Friday, 30 January 2009


A welcome online fiction showcase has been launched by Harper Perennial, as reported by 3:AM. Curated by Cal Morgan, Fifty-Two Stories will publish new work every week this year by both established and emerging writers of the form.

The series got off to an auspicious start with its first offering. Simon Van Booy's 'The Missing Statues' has a classic storytelling set-up: two strangers meet and fall into conversation about events from another time and place that are somehow connected to the here and now. One of them tries to comfort the other, saying: “I simply want to know why a missing statue has reduced a young American businessman to tears.”

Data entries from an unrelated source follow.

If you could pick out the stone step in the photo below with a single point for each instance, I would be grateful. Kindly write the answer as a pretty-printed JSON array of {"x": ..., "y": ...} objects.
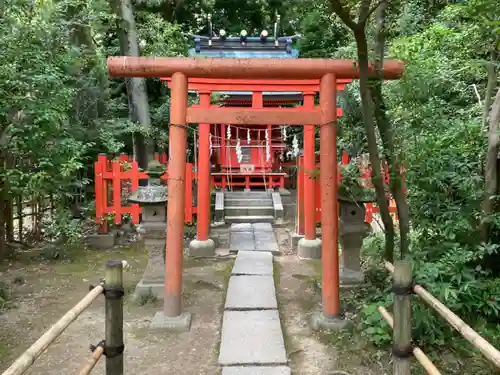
[
  {"x": 249, "y": 219},
  {"x": 251, "y": 292},
  {"x": 247, "y": 194},
  {"x": 252, "y": 338},
  {"x": 248, "y": 211},
  {"x": 249, "y": 202},
  {"x": 256, "y": 370},
  {"x": 253, "y": 263}
]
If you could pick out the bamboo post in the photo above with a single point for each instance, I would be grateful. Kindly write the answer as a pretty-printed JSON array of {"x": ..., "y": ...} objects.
[
  {"x": 92, "y": 361},
  {"x": 488, "y": 350},
  {"x": 417, "y": 352},
  {"x": 34, "y": 351},
  {"x": 113, "y": 291},
  {"x": 402, "y": 288}
]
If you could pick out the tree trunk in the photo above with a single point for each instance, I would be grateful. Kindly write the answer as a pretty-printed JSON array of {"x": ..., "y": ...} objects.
[
  {"x": 386, "y": 133},
  {"x": 490, "y": 175},
  {"x": 90, "y": 101},
  {"x": 378, "y": 183},
  {"x": 136, "y": 87}
]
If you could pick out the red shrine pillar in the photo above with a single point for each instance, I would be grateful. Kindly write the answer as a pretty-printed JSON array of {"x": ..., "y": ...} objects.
[
  {"x": 309, "y": 246},
  {"x": 329, "y": 204},
  {"x": 203, "y": 246},
  {"x": 172, "y": 316}
]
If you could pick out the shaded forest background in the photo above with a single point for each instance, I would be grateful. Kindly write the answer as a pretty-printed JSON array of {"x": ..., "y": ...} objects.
[{"x": 59, "y": 110}]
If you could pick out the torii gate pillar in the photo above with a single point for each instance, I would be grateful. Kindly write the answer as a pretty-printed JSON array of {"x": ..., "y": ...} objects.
[{"x": 203, "y": 246}]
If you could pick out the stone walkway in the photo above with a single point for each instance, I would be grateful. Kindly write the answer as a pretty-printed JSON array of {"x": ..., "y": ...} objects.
[{"x": 252, "y": 340}]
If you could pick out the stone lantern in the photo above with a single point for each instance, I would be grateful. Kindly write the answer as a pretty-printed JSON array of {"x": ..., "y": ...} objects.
[
  {"x": 153, "y": 198},
  {"x": 353, "y": 230}
]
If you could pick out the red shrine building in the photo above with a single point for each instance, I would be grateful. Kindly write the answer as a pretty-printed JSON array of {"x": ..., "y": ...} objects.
[{"x": 247, "y": 157}]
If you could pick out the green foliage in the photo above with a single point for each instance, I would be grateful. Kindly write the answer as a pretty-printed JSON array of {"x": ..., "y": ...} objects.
[
  {"x": 5, "y": 296},
  {"x": 351, "y": 188}
]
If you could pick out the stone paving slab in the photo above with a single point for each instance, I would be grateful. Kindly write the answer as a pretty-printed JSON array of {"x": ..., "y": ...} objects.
[
  {"x": 251, "y": 292},
  {"x": 241, "y": 241},
  {"x": 263, "y": 227},
  {"x": 256, "y": 370},
  {"x": 252, "y": 263},
  {"x": 252, "y": 337},
  {"x": 266, "y": 246},
  {"x": 265, "y": 241},
  {"x": 241, "y": 227}
]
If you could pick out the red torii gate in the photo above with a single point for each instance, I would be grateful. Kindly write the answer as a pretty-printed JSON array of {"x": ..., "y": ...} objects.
[
  {"x": 179, "y": 69},
  {"x": 205, "y": 87}
]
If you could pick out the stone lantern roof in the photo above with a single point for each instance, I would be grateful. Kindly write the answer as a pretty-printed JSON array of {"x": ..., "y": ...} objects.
[{"x": 154, "y": 192}]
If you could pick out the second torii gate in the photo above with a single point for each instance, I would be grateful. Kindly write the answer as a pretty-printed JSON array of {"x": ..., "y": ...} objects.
[{"x": 326, "y": 71}]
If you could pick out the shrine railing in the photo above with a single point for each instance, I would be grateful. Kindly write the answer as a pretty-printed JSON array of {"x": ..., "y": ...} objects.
[
  {"x": 371, "y": 208},
  {"x": 117, "y": 179}
]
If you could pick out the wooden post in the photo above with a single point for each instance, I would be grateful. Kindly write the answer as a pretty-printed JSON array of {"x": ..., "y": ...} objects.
[
  {"x": 402, "y": 348},
  {"x": 113, "y": 291}
]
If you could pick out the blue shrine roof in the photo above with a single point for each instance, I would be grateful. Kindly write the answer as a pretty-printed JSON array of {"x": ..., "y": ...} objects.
[{"x": 252, "y": 48}]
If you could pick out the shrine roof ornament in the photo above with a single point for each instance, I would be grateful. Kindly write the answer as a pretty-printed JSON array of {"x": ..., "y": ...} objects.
[{"x": 243, "y": 45}]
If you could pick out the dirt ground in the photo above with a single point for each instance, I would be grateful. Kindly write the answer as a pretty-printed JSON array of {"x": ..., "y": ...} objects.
[{"x": 44, "y": 292}]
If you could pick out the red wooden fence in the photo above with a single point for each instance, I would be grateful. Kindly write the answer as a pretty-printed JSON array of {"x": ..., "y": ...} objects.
[
  {"x": 371, "y": 208},
  {"x": 116, "y": 179}
]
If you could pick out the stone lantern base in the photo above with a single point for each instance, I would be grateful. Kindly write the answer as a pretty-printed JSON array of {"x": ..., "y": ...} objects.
[
  {"x": 353, "y": 230},
  {"x": 153, "y": 279}
]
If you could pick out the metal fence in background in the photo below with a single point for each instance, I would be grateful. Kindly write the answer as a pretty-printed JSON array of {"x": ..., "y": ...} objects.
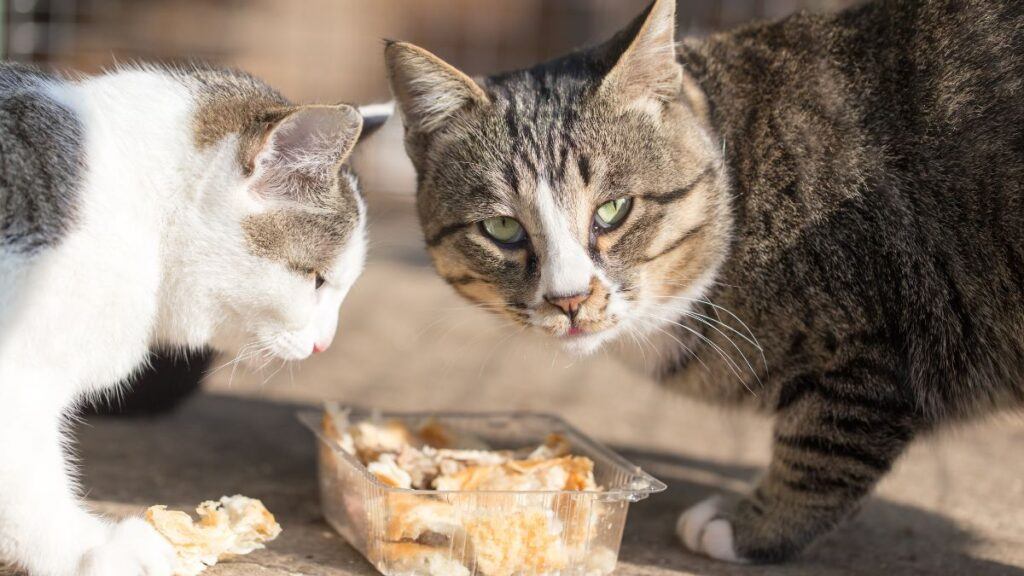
[{"x": 315, "y": 49}]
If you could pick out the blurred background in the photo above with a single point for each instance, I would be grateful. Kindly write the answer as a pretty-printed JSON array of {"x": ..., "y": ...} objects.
[{"x": 407, "y": 341}]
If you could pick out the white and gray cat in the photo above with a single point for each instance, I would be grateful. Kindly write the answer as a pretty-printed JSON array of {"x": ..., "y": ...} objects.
[{"x": 145, "y": 207}]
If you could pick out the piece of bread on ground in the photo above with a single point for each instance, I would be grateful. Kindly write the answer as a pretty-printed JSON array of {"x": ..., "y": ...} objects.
[{"x": 232, "y": 526}]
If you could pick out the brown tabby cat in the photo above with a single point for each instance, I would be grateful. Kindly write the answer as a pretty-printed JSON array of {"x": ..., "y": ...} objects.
[{"x": 849, "y": 186}]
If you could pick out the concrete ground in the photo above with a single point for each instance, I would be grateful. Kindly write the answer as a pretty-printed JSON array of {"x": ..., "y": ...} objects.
[{"x": 954, "y": 504}]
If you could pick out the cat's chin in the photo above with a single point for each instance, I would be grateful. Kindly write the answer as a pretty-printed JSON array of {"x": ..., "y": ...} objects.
[{"x": 587, "y": 344}]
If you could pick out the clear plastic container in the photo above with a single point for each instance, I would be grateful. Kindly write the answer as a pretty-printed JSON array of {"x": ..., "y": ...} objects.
[{"x": 434, "y": 533}]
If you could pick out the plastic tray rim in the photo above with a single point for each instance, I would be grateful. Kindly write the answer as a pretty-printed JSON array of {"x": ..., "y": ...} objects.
[{"x": 641, "y": 484}]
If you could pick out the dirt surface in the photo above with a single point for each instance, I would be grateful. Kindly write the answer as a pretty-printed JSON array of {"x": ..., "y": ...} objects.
[{"x": 953, "y": 505}]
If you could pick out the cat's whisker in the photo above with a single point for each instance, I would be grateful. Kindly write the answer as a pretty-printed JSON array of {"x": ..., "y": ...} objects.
[
  {"x": 726, "y": 311},
  {"x": 730, "y": 362},
  {"x": 731, "y": 341},
  {"x": 680, "y": 342}
]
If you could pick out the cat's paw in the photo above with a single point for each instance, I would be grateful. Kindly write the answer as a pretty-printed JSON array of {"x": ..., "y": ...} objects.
[
  {"x": 133, "y": 548},
  {"x": 705, "y": 530}
]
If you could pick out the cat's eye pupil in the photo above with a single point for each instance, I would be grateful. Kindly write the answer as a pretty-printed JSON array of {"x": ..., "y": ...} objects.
[
  {"x": 611, "y": 213},
  {"x": 504, "y": 230}
]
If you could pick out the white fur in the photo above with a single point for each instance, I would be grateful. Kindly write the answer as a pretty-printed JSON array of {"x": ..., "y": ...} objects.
[
  {"x": 157, "y": 256},
  {"x": 702, "y": 530},
  {"x": 566, "y": 269}
]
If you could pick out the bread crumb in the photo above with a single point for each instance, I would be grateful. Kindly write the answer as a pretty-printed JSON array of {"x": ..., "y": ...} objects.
[{"x": 231, "y": 526}]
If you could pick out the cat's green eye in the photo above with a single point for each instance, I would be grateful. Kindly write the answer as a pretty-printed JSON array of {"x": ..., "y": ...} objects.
[
  {"x": 504, "y": 230},
  {"x": 611, "y": 213}
]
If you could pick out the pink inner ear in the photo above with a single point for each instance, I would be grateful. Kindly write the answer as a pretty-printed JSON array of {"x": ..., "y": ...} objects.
[{"x": 311, "y": 139}]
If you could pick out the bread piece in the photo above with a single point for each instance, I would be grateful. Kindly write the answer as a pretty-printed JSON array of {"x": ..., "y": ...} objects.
[
  {"x": 421, "y": 518},
  {"x": 568, "y": 472},
  {"x": 232, "y": 526},
  {"x": 410, "y": 559},
  {"x": 524, "y": 540}
]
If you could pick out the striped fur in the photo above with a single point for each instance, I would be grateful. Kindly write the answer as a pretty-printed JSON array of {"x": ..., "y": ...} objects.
[{"x": 838, "y": 198}]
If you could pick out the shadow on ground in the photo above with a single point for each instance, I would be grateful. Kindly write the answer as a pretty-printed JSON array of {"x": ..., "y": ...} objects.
[
  {"x": 221, "y": 445},
  {"x": 884, "y": 538}
]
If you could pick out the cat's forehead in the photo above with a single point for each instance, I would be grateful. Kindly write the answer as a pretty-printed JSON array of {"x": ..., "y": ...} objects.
[
  {"x": 308, "y": 238},
  {"x": 542, "y": 129}
]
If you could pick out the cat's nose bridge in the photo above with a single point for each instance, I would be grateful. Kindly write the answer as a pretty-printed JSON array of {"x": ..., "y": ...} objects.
[
  {"x": 566, "y": 269},
  {"x": 569, "y": 304}
]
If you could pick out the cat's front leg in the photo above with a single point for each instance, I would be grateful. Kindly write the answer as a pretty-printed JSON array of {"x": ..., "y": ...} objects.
[
  {"x": 834, "y": 440},
  {"x": 43, "y": 526}
]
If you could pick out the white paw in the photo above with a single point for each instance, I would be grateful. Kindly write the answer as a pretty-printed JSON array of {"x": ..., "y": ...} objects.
[
  {"x": 702, "y": 530},
  {"x": 133, "y": 548}
]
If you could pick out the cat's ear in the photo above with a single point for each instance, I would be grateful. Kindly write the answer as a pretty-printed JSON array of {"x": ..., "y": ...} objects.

Like the statues of the title, everything in the story is at one remove from reality: the narrator speaks of Venice, but only as it is reimagined in Las Vegas. His tale involves a man who pretends to be an Italian gondolier, mimes the voice of Enrico Caruso and recognises his own daughter in a woman whose small child he befriends.

British-born Van Booy's writing is highly coloured and romantic, but manages to skirt sentimentality. There is real feeling behind these facades, these masks and wishful imaginings.

The story is taken from a forthcoming collection called Love Begins in Winter, which is published in the US in May, and in the UK in November. It should be worth investigating, as should the rest of Cal Morgan's choices for Fifty-Two Stories this year.

1 comment:

John Taylor said...

I've advanced ordered Love Begins in Winter from amazon- on the basis of this post, I hope it lives up to the publisher's critically acclaim.